Te veo de lado a lado del sofá, de esquina a esquina de la recámara. Te veo con la mirada suelta y la sonrisa discreta. Siento el nervio apretándose en tus manos. Te veo un cuarto de las piernas blancas.
Te veo con esas ganas, que me dan a mí, de besarte, de arañarte la espalda y empezar a hablarte.
Pero el silencio que nos humedece, no se ablanda y sólo nos miramos con lujuria disfrazada de dulzura.
El sonido de unas campanadas nos acecha y miramos el reloj. Nos rascamos, nos movemos, nos acomodamos la ropa como distracción. Entonces suspiramos y antes de inmutarnos cerramos los ojos y en un brinco, nos abalanzamos uno sobre el otro. Nos besamos, nos respiramos, nos acariciamos, nos miramos; con esa adrenalina, con aceptación.
Entonces abrimos los ojos, no estamos despiertos. Jamás despertamos.
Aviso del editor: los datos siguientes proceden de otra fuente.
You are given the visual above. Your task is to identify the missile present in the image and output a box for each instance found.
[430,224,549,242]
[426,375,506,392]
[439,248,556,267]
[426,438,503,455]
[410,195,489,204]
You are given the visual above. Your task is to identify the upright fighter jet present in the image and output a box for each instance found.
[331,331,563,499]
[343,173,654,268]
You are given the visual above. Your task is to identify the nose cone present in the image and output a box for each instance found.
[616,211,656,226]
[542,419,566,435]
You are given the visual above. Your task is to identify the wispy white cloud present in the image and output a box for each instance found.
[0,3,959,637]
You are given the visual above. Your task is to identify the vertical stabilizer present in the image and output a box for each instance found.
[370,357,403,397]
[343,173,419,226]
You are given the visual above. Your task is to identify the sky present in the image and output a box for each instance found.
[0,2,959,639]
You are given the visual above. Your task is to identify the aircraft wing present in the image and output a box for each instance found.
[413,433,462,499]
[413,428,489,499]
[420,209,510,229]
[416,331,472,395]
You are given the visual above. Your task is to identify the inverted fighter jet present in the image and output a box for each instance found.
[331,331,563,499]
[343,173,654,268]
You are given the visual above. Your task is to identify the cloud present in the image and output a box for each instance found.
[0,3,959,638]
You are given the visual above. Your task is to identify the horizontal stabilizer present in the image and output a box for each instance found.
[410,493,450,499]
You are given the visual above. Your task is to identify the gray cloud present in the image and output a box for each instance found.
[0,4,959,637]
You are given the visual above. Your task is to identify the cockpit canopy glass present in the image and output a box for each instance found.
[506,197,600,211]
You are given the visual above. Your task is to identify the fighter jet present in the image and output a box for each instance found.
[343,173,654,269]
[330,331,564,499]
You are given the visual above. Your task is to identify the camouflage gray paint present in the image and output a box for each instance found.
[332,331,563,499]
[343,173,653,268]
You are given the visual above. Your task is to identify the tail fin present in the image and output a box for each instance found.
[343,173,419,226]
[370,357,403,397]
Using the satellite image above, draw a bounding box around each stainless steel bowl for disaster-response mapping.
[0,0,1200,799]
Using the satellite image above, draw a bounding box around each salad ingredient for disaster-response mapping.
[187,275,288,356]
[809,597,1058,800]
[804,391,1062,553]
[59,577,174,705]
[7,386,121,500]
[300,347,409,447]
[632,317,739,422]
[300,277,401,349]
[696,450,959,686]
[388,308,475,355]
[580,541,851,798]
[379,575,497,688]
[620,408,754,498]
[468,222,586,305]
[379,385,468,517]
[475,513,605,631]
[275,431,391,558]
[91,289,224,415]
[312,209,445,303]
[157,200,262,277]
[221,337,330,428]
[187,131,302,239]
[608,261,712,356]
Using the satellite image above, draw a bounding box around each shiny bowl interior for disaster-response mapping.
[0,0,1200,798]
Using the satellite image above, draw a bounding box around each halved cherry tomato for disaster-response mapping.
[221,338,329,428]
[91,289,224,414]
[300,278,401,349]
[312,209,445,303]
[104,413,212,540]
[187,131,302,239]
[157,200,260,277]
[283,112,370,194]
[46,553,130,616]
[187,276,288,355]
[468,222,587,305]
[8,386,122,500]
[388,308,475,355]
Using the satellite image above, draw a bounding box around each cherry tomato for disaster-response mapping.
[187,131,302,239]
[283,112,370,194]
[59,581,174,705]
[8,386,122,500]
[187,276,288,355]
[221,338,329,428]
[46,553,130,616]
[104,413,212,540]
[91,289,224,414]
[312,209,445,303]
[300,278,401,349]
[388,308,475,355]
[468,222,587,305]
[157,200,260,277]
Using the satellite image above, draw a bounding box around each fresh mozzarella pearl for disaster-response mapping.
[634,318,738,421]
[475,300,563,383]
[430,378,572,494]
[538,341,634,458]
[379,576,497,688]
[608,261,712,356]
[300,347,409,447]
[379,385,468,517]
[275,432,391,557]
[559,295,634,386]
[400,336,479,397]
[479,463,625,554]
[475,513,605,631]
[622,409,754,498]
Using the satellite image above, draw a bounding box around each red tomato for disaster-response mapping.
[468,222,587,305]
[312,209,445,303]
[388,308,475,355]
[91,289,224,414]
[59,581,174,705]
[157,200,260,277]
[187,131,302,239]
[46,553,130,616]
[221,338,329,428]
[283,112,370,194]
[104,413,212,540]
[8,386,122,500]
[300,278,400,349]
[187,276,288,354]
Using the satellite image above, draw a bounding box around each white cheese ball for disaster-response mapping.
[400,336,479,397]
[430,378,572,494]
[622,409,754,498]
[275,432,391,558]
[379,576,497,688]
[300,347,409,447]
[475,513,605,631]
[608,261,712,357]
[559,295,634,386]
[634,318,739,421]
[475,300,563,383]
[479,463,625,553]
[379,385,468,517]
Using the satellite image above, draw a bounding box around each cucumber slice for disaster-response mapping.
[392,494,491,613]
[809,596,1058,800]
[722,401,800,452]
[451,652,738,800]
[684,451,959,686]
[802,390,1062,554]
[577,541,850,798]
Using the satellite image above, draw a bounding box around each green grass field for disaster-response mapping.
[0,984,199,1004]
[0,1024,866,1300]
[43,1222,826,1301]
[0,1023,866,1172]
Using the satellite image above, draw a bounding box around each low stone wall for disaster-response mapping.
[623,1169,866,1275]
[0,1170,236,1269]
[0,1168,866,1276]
Caímos en el mismo sueño y nos adentramos perdiendo el control.
Ahora que te miro, ya despiertos, es como si el tiempo tuviera un juego capaz de agotar nuestras conciencias.
Te miro, te miro, te miro. El corazón pulsa con intensidad. Qué inaccesible será el que no te bese. Qué absurdo será que no lo intentes.
Y aquí vamos, otra vez, desmoronándonos por un poco de amor, cayendo en un vacío sutil que nos desgarra improvisadamente.